Алексей шумно выдохнул, опрокинул в себя сто грамм, не закусывая, откинулся на спинку стула и закрыл глаза.
– Ага. Жива. Но, прости, не мог отказать себе в желании изучить реакцию твоих зрачков на стресс.
– И как?
– Жить будешь. И она будет. Только желательно вам никогда друг о друге не вспоминать. Не прикасаться. Не слышать, не видеть, не встречаться, не переписываться, не перезваниваться. «Не», «не» и «не». Не только жить в разных местах, но и работать как можно дальше друг от друга. Ты – тут, а она – там. Где-нибудь там, очень далеко, скажем, к примеру, в городе Бостоне. Чтобы между вами океан. И мы – мы с тобой – ей в этом поможем. Я так надеюсь, в последний раз.

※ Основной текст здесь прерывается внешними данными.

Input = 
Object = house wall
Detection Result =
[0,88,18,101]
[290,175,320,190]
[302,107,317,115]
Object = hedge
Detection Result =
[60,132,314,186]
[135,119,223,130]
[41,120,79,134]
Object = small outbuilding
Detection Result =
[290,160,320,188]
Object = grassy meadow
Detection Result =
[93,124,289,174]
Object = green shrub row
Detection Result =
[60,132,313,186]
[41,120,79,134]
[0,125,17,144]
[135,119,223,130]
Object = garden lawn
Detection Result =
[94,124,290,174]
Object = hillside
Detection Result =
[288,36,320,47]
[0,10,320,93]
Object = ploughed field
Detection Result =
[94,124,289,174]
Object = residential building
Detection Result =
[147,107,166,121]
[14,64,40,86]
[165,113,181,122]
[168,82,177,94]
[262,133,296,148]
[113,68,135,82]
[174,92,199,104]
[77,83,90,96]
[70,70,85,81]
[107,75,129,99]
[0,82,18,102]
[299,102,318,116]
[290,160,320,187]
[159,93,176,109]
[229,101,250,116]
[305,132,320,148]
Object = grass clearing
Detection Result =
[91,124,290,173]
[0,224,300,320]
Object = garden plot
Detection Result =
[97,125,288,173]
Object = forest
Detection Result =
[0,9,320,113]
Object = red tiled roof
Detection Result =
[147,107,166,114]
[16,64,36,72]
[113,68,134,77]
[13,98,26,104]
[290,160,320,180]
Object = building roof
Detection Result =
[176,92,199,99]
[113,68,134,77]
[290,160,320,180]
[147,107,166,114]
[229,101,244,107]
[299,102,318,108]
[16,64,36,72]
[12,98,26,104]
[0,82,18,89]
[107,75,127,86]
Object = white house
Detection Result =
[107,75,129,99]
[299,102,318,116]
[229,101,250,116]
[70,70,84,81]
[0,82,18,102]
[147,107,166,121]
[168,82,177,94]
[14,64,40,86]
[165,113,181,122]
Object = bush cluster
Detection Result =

– Как я смогу работать без неё? – Алексей не был так уж непробиваемо бездушен. Но все вопросы, кроме заданного, были очевидно лишними.
– Сможешь. Она подрастила отличные кадры, да и у тебя нюх на людей. Администрирование своей морской свинке поручи, врач из неё, как из говна пуля, но щёки надувать и разносы устраивать она уже научилась с твоей подачи. Так что Ольге пока долгий, автоматически продлеваемый больничный или отпуск за свой счёт, тебя она видеть не должна, ты к ней тоже носа не суй. С мамой барышни я разберусь самостоятельно.
– Кто-то ещё знает?
– Антонина.
– Слабое звено.
– Зато на крепкой цепи. Она никому ничего не вякнет. Ну, по крайней мере, в ближайшем обозримом будущем, а зрение у меня хорошее, не беспокойся. А то вместо Ольги в дурдоме окажется. С навязчивыми идеями.
Алексей Николаевич ушёл первым. Игорь Израилевич заказал ещё двести. И некоторое время отравлял окружающее пространство вонючим дымом любимых сигарет, прикуривая одну от другой, лишь изредка грозя кулаком кому-то наверху и тыкая дулей в кого-то внизу. Sine ira et studio.[18]
Через год Ольга Андреева уехала в Штаты. Главной её головной болью к моменту отъезда стало то, что мать напрочь отказалась ехать вместе с ней. Мадам Андреева плакала, кричала, вообще была против этой затеи, уговаривала, мол, «где родился, там и пригодился». Дочь лишь горько усмехалась и рассказывала матери анекдот о дохлой птице, которая «Нэ пригодддилась!» одному эстонскому партийному деятелю с тех самых комсомольских пор, когда он её подобрал. Болела ли у Ольги душа – никому не было известно. Ни она сама, ни патронировавший её Игорь Израилевич ни словом не обмолвились о том, что случилось. Возможно, это противоречит постулатам психоанализа, предписывающим вытаскивать из человека все самые гадкие и отвратительные воспоминания и препарировать их публично, детально изучая при ярком свете. Но конкретно Ольге помогли тайна, покой и приглушённое освещение. Яркие лампы немедленно напоминали об операционной, и она чувствовала самую настоящую профессиональную ломку, известную, например, спортсменам, вынужденным по тем или иным причинам на время забросить постоянные изматывающие, но тем и манящие тренировки. Никто не знал, что творилось у неё в душе. И это было хорошо. Потому что там, в её душе, зарождалась новая Ольга. И ни в каких инвазивных методах не было необходимости, как нет в них необходимости в случае нормального эмбриогенеза. В некие таинства не стоит лезть неумелыми руками, зажав в них громоздкие инструменты. Слово порой куда более опасный инструмент, чем скальпель. Если нет крайней необходимости немедленно ургентно спасать – тут Игорь Израилевич предпочитал заточенный металл, – то лучшей терапией является молчание. Медленное, верное, постепенное молчание – чрезвычайно эффективный медикамент, особенно в сочетании с витаминами кухонной болтовни ни о чём, иммуномодуляторов хороших книг и комплексной общеукрепляющей гимнастики анекдотов, разговоров о погоде, природе и красивых тряпках.